Cominciamo dall’inizio. L’adesione compatta, o quasi, del Pd renziano al Partito socialista europeo è in fondo anche una nostra vittoria. A questo l’abbiamo sollecitato fin dalla nascita, polemizzando anche duramente con l’impostazione veltroniana che guardava più all’America che all’Europa. Contro l’anomalia della sinistra italiana abbiamo affondato le nostre polemiche nel corso degli ultimi anni. Abbiamo dunque salutato con grande soddisfazione la svolta di Renzi su questo importante argomento. Il Pd è oggi, inutile negarlo, il principale partito italiano del socialismo europeo. Dobbiamo oggi sottolineare un altro aspetto positivo. E cioè l’attenzione con la quale il nuovo Pd pare guardare al mondo socialista italiano. Questa scelta, che verrà illustrata nei prossimi giorni dai vertici dei due partiti, parte dal presupposto che uno dei due nel socialismo europeo c’era già e coerentemente e oggi il Pd promuove una lista che porta a chiare lettere, nell’espressione del simbolo, la sigla del Pse.

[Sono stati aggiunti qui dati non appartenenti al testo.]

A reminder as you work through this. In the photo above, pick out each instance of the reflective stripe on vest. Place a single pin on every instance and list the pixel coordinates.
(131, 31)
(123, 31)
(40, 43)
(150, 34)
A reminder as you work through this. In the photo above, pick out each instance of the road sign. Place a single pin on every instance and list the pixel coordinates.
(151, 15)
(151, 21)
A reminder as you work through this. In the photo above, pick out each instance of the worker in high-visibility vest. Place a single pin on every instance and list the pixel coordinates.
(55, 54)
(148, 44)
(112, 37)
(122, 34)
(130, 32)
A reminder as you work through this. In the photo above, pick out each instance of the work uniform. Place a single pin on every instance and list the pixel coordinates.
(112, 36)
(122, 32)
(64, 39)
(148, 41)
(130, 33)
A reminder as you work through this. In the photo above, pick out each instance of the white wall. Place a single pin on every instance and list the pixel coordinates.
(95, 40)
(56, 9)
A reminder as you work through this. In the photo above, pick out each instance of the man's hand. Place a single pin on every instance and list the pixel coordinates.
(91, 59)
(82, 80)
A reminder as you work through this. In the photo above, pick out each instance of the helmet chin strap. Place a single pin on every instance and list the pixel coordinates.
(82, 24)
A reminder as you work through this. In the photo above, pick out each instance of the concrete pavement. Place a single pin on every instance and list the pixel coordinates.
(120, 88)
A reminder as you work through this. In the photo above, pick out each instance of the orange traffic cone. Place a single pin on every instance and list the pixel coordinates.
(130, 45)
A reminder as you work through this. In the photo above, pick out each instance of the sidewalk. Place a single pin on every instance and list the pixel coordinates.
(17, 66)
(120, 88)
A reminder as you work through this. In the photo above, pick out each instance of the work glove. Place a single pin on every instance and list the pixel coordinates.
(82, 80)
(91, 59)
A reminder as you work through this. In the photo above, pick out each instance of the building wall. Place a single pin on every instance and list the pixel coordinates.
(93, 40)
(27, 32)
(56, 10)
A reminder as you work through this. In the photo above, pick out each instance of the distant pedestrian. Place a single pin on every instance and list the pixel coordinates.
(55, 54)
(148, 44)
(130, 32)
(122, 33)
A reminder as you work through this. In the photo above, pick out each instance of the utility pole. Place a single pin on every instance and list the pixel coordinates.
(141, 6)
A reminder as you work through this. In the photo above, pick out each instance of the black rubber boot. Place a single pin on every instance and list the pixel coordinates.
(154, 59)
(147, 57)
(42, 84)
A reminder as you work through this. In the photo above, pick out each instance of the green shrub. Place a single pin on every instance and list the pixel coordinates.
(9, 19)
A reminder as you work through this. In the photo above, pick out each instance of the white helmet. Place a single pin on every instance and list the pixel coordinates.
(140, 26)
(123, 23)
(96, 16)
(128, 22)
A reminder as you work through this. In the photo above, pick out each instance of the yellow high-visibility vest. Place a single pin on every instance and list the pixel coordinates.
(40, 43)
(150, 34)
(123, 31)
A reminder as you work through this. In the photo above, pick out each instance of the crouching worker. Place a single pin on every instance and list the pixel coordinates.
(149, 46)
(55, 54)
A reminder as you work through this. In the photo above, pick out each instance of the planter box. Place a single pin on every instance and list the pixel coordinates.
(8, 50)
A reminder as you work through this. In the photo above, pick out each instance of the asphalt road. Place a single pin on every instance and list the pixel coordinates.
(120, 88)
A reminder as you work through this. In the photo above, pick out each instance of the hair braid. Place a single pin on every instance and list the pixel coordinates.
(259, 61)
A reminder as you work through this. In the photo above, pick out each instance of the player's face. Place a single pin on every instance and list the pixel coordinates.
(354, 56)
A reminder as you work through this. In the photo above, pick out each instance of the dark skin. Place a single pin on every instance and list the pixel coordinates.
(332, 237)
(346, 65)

Non solo. Si annuncia anche la volontà di stringere un più organico rapporto tra i due partiti costituendo una commissione parlamentare che esamini le proposte di legge e che tenti di coordinare e sintetizzare le attività legislative di entrambi. Ho preteso personalmente due precisazioni. La prima è la piena libertà d’azione del nostro partito in materia di riforme istituzionali e costituzionali, che non fanno parte degli accordi di governo. E questo proprio nel giorno in cui la segreteria mi ha nominato responsabile del dipartimento delle riforme istituzionali. La seconda riguarda il cosiddetto patto federativo. L’accordo per ora non lo prevede nella forma classica. E cioè nella convocazione periodica congiunta degli organi dei due partiti sia a livello nazionale che periferico. Perché si pratichi un patto federativo occorre la nascita di una federazione che adesso non viene contemplata. Quello sottoscritto è per ora un patto elettorale e parlamentare soltanto. Lunedì saranno presentate le candidature assieme agli accordi tra i due partiti. Credo che lo sforzo prodotto sia stato encomiabile. Adesso se ne attendono gli sviluppi concreti.